Protesters Stage a 'Die-In' Outside Duane Park in Tribeca

The sidewalk outside of Duane Park, on Hudson Street, briefly became the scene of a protest against the non-indictment of the police officer involved in the death of Eric Garner. Photo: Carl Glassman/Tribeca Trib

Posted
Dec. 17, 2014

A quiet group of 11 demonstrators briefly lay down on the sidewalk on Hudson Street in front of Tribeca’s Duane Park Wednesday evening.
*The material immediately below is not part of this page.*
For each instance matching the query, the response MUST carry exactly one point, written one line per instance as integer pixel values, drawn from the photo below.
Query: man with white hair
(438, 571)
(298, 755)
The “die-in” was yet another demonstration against the non-indictment of the police officer involved in the choking death of Eric Garner.
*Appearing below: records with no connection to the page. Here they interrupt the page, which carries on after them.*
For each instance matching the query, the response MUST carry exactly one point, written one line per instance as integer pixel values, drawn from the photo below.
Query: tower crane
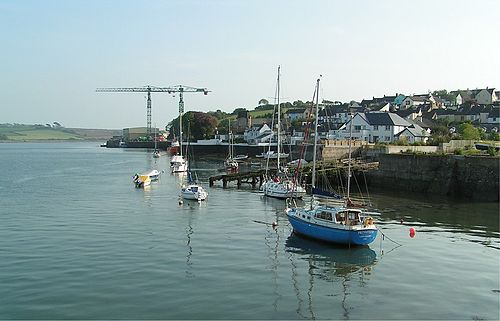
(149, 89)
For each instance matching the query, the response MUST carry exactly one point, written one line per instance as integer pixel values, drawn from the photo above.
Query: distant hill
(21, 132)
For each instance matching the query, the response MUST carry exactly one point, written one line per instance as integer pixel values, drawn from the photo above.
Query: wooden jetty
(257, 177)
(252, 178)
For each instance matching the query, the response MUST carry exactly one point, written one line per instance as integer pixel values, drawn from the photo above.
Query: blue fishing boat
(341, 224)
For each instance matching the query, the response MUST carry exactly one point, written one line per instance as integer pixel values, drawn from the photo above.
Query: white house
(415, 100)
(413, 134)
(258, 134)
(486, 96)
(372, 127)
(335, 116)
(294, 114)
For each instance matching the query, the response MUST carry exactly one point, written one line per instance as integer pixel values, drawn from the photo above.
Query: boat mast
(313, 180)
(230, 156)
(279, 117)
(181, 110)
(349, 160)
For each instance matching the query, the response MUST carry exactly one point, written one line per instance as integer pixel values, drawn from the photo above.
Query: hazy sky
(54, 54)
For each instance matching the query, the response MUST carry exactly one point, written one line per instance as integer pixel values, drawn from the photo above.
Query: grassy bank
(20, 132)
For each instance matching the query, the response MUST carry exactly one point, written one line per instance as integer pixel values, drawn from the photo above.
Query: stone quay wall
(468, 177)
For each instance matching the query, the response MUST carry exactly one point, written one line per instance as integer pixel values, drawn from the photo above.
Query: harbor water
(78, 241)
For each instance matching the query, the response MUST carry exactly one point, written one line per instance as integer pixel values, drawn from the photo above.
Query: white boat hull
(283, 190)
(194, 192)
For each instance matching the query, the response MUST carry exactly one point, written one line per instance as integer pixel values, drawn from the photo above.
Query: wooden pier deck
(252, 178)
(257, 177)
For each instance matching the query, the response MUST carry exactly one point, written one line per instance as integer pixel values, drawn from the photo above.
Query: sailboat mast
(229, 134)
(181, 111)
(349, 161)
(279, 117)
(313, 180)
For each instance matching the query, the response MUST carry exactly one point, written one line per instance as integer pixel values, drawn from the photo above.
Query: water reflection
(328, 263)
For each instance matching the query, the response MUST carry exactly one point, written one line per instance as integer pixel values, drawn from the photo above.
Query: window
(324, 215)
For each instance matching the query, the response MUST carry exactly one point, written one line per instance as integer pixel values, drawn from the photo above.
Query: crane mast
(169, 90)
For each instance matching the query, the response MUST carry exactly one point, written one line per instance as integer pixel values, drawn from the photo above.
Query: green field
(19, 132)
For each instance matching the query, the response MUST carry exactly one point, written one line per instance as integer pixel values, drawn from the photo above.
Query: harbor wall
(467, 177)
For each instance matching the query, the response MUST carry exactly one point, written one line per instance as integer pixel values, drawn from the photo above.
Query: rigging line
(367, 192)
(359, 187)
(306, 132)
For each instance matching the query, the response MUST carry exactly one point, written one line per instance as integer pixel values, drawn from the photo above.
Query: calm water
(78, 241)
The protesters lay sprawled outside the park fence for seven minutes, the length of time that Garner remained on the ground after his death at the hands of the officer, Daniel Pantaleo.

“I can’t breathe,” the demonstrators called out, some holding signs bearing those words in English and Spanish.

One driver going by was heard to yell, “Too bad they’re not really dead!” while another honked in support.

No police were present at the demonstration.

The protest was organized by the civil rights group LatinoJustice PRLDEF (Puerto Rican Legal Defense and Education Fund), which previously held die-ins in other locations, including the front of One Police Plaza and Amityville, Long Island.They had also been part of the Millions March protest across the city on Saturday.

Duane Park provided a different kind of setting for the group, said Jazmin Chavez, an organizer of the group.

“We were really hoping to disrupt a space that hasn’t seen these types of die-ins, so we decided to do it in Tribeca where there is so much wealth and privilege,” Chavez said. “We wanted to bring it to people in this area and show them that this impacts them too.”

Skip Blumberg,  a local resident and president of Friends of City Hall Park, said he joined the demonstration because he considered Pantaleo’s case “a shocking miscarriage of justice.”

“You do what you can to make a difference in the world,” Blumberg said, and then joked, “But lying on the pavement in December, ‘dying,’ is really cold.”

Chilly weather aside, Blumberg, who also attended Saturday’s Millions March, called his participation in these protests “very satisfying.”

“It’s something that I think everybody can feel good about doing,” he said.